Когда судья дала слово генералу, он попросил Барского лишь об одном: вернуть портсигар или сказать, куда он его выкинул, потому что тот не представлял ни для кого другого никакой ценности. Взамен же генерал обещал ему свое содействие. Но каково же было удивление некогда боевого офицера, когда на эту просьбу Барский возразил отказом, аргументируя его тем, что не совершал этого преступления и даже не имеет понятия, кто его совершил, потому что в это время находился в заключении в Архангельской области. Сознался же он потому, что менты заставили это сделать, жестоко пытая и избивая его.
Суд, разумеется, отложили. Проверить показания Барского было делом одного часа. После их подтверждения следователей, которые поставляли ему анашу и терьяк, таким образом пытаясь подняться по службе, поснимали с работы, а самого Володю освободили, даже не обратив внимания на то, что одну кражу он все-таки совершил. Видно, гнев генерала КГБ оказался слишком грозен для этих шавок из Бакинской прокуратуры.
Я не знаю, правда, как сложилась далее судьба Володи Барского, но перед расставанием, а сидели мы вместе с ним в это время в шестьдесят шестой камере второго корпуса «Баилова», я советовал ему тут же покинуть Баку. Внял ли он моему совету, кто его знает. В противном случае его ждала месть местных легавых, а это было покруче пыток испанской инквизиции.
Половину этой истории, которую я описал выше, рассказал мне Володя, вторую же ее половину, кроме Всевышнего, не знал в тот момент никто. Когда в момент его откровений я пытался остановить Володю, он сказал мне, что у него нет повода для того, чтобы скрывать что-то от меня. Вся тюрьма, где он сидит, знает о том, какие муки мы с Лимпусом терпим здесь от ментов, но держимся и не продаем друг друга, хотя на кону у нас стоит жизнь.
– Каким же еще людям можно верить в этом мире, если не таким, как вы? – спросил меня тогда Володя.

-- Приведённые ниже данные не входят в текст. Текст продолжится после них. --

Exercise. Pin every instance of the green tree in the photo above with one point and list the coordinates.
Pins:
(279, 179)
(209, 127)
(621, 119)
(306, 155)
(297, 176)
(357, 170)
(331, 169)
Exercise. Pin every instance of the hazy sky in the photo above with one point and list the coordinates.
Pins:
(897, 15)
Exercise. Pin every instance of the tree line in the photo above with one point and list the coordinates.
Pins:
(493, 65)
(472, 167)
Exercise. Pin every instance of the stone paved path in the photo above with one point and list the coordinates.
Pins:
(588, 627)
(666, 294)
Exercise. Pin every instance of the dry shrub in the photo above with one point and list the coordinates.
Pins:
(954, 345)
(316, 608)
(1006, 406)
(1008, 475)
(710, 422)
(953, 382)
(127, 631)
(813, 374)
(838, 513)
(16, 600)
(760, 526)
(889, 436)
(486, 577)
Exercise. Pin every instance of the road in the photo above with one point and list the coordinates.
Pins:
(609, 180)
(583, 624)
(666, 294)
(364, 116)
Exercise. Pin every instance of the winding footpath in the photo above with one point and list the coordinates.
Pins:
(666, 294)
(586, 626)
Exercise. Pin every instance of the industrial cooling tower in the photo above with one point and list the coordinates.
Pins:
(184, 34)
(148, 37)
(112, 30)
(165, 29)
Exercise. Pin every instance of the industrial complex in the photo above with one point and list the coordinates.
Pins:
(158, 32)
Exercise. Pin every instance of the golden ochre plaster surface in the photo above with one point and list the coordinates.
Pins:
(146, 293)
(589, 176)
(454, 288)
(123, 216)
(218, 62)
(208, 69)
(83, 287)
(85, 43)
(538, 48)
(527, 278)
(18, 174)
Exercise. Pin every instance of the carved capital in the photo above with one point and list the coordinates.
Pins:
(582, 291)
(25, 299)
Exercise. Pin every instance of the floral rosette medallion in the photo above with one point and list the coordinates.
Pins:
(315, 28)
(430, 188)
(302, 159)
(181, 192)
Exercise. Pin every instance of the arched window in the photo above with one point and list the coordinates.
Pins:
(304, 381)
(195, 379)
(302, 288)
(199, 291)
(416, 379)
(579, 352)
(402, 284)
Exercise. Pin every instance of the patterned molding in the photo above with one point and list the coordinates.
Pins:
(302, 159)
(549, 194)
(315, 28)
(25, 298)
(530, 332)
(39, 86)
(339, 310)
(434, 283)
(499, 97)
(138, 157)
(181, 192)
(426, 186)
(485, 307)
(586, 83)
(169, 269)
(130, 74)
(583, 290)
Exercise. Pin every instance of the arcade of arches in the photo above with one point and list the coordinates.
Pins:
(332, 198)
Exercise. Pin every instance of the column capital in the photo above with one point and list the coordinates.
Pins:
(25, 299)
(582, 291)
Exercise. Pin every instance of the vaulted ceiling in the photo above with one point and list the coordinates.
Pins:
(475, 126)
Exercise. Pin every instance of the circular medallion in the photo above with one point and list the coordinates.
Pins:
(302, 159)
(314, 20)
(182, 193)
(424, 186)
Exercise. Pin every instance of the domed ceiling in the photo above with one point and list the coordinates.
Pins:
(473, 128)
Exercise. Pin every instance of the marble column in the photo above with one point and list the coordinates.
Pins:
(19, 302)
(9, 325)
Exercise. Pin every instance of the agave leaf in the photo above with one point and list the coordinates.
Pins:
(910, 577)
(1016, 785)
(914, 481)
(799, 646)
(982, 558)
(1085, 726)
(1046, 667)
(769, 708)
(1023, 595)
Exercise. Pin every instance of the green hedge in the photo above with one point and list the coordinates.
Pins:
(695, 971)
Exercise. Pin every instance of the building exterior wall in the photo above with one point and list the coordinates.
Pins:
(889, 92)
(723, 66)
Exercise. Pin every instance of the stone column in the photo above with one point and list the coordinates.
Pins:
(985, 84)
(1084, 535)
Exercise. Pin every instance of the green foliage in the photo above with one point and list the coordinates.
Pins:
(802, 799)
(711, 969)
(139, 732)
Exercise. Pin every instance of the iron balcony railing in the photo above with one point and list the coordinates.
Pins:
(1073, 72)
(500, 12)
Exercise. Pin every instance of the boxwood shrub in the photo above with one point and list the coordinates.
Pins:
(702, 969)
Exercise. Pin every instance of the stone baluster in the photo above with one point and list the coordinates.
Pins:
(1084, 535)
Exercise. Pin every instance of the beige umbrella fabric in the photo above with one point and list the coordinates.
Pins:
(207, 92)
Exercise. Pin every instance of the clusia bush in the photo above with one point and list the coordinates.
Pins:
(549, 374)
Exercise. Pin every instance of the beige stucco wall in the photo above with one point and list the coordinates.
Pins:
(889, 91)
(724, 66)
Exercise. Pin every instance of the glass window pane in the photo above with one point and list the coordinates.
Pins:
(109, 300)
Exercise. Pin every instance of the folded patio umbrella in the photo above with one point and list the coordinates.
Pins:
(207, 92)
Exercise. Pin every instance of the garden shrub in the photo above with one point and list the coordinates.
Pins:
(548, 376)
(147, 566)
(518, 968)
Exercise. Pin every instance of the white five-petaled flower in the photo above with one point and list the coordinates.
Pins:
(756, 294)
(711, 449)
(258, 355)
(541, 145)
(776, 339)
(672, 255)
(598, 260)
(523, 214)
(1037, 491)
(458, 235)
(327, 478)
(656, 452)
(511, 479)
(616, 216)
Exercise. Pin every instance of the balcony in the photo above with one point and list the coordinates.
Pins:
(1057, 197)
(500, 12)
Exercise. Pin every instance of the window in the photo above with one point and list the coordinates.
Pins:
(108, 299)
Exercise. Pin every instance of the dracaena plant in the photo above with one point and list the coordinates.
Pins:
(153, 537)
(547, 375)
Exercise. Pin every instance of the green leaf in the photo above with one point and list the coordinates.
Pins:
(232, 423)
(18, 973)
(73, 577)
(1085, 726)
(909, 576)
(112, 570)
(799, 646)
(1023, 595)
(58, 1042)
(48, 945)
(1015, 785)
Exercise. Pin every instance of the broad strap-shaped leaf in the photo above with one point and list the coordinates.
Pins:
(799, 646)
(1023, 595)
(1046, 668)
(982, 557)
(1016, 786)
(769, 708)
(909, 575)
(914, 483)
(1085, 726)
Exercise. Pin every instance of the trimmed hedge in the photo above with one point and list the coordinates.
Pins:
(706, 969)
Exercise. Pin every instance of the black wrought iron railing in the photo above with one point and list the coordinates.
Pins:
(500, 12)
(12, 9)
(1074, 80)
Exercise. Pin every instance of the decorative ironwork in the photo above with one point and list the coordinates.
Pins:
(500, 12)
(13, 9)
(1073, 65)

Я не стал его переубеждать в том, что я не виновен, а что касается веры, сказал ему прямо:
– Я свято верил только двум людям: маме и бабушке. Сейчас их уже нет на этом свете, поэтому полностью доверять я уже никому не могу, ну а частично – это другой вопрос.
На этом наши беседы, конечно, не закончились. Много о чем мы переговорили за ту неделю, которую просидели в камере вместе. Затем Барского вновь этапировали в тюрьму, а ко мне подсадили еще кого-то, и еще, и еще, до тех пор пока и самого наконец не отправили в центральную бакинскую тюрьму «Баилова».
Глава 16. Смотрящий по двум корпусам
Это был уже август. В общей сложности только в КПЗ в разных городах я просидел три месяца при допустимом тогда максимуме 13 суток, да и то с разрешения прокурора республики. Кто же разрешал чинить над нами подобный произвол, для нас так и осталось загадкой. Наверно, все тот же прокурор республики или кто-то, кто стоял еще выше, но это уже сейчас не имеет для меня никакого значения. Все равно с такой мрази спрос один – никакого.
С самого начала, еще в карантине, я сидел, как мне сказали надзиратели этого корпуса, в камере, откуда в свое время бежал Сталин, когда был водворен в «Баилова» за свои революционные дела. В ту камеру меня поместили одного, а этап, который пришел со мной, был отправлен в камеру через стенку. У меня уже к тому времени вновь появилось утраченное за время пыток чувство юмора, и я шутил по этому поводу, разговаривая сам с собой, к добру ли такой предшественник, хотя бы и почти сто лет тому назад? И еще я ломал голову над тем, как умудрился человек, кем бы он ни был, убежать из этого каземата, не будучи невидимкой.
Начало тюремного бытия здесь было уже знаменательным. Что будет дальше? На следующий день я попал по распределению во второй корпус, а еще через день к тюрьме подъехал Тофик Босяк, один из бакинских воров в законе, и доверил мне смотреть за положением в двух корпусах – первом и втором. Всего в «Баилова», как и в Бутырках, было шесть корпусов, и так же, как и там, здесь один корпус был корпусом смертников. В «Баилова» им был пятый корпус, что касается Бутырок, то в ней был не корпус, а коридор – «аппендицит» под номером шесть.
С одной из сторон второго корпуса «Баилова» можно было разговаривать со свободой, когда оттуда подъезжал кто-нибудь, правда, приходилось кричать, но это было даже кстати, ибо контингент тюрьмы, услышав от вора имя положенца, никогда не позволит себе никаких сомнений в его компетенции. Сообщение, естественно, слышали и менты, впрочем, и это было на руку ворам, ибо и менты таким образом становились ручными.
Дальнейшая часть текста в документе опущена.